Eğitim-Bir-Sen Van Şube Başkanı Uca: Dış destekli oluşumlar aile ve toplumu ifsat etmeye çalışıyor
Ülkemizde son yılarda toplumu ve aileyi bozmak için yürütülen projelerin olduğuna hatırlatan Eğitim-Bir-Sen Van Şube Başkanı Mehmet Ali Uca, dış destekli bu yapıların çocukları hedef aldığına dikkat çekti.
Çocuklara erken yaşlardan itibaren verilen manevi ve ahlaki değerler eğitiminin önemine değinen Uca, manevi anlamda güçlü olan bir insanın yanlış yerlere yönelmesinin daha zor olduğunu belirti.

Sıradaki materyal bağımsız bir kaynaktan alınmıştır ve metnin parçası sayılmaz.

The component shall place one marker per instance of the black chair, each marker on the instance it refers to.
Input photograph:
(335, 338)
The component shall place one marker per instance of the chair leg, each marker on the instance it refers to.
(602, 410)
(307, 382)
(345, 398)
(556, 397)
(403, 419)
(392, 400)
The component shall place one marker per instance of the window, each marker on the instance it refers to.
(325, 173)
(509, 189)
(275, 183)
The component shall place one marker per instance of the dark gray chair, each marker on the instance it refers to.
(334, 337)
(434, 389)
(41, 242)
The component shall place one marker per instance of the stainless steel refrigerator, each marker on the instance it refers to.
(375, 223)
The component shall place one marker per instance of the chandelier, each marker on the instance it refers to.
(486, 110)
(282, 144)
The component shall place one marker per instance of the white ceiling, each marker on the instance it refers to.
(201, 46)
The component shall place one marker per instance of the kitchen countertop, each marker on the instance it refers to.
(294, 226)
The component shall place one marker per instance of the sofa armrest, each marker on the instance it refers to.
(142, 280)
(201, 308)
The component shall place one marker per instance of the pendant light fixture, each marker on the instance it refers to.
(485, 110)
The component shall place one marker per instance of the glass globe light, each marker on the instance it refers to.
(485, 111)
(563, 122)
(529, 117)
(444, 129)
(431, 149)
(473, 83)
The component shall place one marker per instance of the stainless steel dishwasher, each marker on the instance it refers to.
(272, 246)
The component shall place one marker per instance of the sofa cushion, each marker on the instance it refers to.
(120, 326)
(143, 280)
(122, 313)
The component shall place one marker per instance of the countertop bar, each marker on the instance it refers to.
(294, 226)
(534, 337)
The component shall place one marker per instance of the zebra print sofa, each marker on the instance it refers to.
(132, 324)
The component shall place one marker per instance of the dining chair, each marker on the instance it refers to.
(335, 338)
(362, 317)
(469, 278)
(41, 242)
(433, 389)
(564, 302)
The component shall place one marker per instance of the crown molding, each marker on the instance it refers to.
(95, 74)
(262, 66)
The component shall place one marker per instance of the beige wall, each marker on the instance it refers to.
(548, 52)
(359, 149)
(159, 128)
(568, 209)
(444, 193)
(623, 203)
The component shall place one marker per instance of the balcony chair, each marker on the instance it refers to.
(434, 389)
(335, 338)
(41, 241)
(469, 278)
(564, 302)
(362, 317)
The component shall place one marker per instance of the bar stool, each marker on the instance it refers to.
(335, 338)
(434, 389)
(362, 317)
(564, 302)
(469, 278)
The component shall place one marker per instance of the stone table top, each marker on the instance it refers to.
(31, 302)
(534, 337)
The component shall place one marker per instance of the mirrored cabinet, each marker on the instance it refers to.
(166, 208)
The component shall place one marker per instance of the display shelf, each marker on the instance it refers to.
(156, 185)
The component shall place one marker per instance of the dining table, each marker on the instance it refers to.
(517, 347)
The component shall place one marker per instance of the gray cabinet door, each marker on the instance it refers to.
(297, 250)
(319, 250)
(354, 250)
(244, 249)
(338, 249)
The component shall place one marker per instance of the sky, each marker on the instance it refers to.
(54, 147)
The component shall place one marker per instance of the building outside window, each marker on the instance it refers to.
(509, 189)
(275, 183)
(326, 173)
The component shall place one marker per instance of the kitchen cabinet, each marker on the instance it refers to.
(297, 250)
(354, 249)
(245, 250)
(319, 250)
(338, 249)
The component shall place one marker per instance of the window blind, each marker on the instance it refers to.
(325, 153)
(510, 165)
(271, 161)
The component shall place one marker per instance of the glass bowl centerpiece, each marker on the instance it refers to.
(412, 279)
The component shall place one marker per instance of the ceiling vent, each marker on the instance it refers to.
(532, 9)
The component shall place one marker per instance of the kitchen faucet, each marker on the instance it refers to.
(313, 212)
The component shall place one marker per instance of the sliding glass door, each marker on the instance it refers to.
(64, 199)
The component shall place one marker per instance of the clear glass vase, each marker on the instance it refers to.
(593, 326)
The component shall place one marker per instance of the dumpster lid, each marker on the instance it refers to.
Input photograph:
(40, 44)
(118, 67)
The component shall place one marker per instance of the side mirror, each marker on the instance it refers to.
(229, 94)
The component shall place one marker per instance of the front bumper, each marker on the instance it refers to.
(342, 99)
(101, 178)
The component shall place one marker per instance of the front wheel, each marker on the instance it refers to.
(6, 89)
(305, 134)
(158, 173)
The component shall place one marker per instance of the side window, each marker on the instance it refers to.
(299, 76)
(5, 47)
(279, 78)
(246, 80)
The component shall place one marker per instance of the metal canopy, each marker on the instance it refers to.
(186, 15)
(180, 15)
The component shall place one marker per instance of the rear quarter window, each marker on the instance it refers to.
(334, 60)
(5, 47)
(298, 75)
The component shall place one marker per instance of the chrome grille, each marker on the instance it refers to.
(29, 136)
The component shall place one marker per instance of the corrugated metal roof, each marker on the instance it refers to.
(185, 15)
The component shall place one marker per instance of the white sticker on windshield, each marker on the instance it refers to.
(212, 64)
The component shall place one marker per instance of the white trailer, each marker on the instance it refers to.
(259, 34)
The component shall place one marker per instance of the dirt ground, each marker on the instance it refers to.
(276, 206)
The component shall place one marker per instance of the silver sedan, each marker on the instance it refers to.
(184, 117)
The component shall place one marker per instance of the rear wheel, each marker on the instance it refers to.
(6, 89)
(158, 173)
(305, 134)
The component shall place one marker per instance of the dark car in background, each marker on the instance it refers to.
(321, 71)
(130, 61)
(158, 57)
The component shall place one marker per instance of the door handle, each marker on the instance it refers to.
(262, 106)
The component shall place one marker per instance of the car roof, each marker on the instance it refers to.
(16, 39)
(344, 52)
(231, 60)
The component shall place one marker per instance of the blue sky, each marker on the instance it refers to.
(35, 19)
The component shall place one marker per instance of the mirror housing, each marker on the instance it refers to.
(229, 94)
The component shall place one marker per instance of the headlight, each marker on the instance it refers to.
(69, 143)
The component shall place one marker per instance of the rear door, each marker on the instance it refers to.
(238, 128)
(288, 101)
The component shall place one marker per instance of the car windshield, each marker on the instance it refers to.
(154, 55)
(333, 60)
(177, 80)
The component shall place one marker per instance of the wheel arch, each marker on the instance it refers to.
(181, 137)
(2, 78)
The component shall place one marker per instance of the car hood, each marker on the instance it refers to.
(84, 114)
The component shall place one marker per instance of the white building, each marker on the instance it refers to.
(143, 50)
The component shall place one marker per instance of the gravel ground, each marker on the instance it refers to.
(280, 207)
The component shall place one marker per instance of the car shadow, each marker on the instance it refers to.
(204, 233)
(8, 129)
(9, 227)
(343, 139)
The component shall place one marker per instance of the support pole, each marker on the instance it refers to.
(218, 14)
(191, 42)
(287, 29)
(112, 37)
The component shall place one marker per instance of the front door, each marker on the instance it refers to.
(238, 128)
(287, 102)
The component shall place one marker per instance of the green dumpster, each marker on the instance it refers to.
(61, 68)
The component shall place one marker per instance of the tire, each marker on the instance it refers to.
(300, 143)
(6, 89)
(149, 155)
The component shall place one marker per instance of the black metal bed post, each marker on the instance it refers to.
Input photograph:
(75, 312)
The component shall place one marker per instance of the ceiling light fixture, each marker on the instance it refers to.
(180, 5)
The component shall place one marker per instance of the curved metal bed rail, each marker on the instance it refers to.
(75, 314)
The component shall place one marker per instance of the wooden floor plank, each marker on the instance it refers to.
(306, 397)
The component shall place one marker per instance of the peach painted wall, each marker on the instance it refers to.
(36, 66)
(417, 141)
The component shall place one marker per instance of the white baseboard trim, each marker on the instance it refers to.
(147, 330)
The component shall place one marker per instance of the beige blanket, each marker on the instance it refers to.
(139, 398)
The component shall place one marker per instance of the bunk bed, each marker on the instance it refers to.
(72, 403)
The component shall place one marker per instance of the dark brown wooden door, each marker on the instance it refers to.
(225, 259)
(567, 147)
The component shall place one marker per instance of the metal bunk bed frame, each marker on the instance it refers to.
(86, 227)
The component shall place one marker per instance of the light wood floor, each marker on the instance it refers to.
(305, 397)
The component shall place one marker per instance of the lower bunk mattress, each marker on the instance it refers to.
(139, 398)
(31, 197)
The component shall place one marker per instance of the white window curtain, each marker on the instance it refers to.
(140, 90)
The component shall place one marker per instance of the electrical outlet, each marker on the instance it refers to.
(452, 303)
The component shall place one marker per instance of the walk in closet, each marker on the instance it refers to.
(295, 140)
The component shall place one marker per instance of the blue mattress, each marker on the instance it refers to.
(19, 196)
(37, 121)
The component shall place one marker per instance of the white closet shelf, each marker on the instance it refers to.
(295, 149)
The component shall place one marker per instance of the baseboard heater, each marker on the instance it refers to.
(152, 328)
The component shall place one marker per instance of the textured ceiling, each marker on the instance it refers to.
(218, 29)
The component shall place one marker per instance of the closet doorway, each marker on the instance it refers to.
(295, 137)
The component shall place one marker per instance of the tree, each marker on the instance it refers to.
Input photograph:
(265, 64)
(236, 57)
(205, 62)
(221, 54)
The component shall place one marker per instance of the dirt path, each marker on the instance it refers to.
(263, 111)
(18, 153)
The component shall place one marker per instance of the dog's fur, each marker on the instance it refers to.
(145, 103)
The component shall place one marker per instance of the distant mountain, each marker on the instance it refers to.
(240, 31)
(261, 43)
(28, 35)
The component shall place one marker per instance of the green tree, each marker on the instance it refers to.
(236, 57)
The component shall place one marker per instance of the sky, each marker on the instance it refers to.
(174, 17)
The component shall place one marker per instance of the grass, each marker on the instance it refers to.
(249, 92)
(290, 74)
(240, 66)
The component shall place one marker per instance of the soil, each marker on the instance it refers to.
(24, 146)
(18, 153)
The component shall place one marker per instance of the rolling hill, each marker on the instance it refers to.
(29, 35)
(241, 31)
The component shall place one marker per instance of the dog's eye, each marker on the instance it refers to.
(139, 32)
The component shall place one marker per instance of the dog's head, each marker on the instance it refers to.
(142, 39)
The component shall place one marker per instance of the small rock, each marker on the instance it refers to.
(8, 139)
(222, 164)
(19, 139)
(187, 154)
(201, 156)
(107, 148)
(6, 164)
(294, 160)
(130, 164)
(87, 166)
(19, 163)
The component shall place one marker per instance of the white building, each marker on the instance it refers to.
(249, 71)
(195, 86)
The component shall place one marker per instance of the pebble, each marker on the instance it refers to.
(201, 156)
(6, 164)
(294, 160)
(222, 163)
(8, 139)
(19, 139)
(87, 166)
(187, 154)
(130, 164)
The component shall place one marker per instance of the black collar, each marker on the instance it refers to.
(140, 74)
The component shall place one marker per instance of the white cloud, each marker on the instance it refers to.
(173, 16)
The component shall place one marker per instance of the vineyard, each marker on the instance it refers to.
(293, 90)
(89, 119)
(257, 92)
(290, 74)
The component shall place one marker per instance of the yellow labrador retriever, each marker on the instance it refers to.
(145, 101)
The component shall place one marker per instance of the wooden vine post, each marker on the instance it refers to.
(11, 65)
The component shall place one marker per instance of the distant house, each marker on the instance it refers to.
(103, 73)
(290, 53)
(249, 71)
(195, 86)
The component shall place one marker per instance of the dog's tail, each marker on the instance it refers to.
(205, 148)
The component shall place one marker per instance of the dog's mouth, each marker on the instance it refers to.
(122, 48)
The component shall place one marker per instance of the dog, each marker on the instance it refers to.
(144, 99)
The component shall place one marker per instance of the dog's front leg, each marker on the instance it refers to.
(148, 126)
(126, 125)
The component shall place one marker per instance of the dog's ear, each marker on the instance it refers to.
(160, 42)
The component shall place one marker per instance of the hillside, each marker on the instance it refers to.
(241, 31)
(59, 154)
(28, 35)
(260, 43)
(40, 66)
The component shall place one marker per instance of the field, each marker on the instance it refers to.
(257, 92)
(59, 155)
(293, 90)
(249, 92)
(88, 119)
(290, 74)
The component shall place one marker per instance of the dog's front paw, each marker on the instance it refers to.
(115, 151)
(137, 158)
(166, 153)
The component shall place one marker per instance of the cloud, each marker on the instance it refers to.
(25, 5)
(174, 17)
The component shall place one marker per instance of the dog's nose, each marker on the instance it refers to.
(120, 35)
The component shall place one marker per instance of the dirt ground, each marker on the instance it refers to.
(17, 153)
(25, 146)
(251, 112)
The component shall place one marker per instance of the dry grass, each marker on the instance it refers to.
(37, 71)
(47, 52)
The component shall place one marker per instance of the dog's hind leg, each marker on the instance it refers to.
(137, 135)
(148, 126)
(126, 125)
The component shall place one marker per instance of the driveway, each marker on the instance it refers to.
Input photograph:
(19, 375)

Dış destekli mekanizmaların toplum yapısını bozmaya yönelik kötü niyetleri görüldüğünde, değerler ve ahlaki eğitimin ne kadar önemli olduğunun ortaya çıktığını ifade eden Uca, “Bugün LGBT mafyası kendi ülkelerinden ziyade özellikle Müslüman ülkelere ve gelişmekte olan ülkelere yönelik ciddi bir operasyon peşinde. Çocukların ahlaki, manevi ve değersel yapılarını yok etme üzerine ve tamamen planlı yürütülen bir operasyon olarak karşımıza çıkıyor.” dedi.
Uca, “Yine uyuşturucu mafyasına baktığımızda bunların temel amacı para kazanmak ama aslında en önemli amaçlarından biri yine bizim ülkemiz gibi ülkelerde nesli kendi ahlaki değerlerinden uzaklaştırmak ve ailevi yapıları yok etmektir.” ifadelerini kullandı.
“Evlilikler geciktirilerek ve boşanmaları kolaylaştırarak toplumu ahlaken bozmaya çalışıyorlar”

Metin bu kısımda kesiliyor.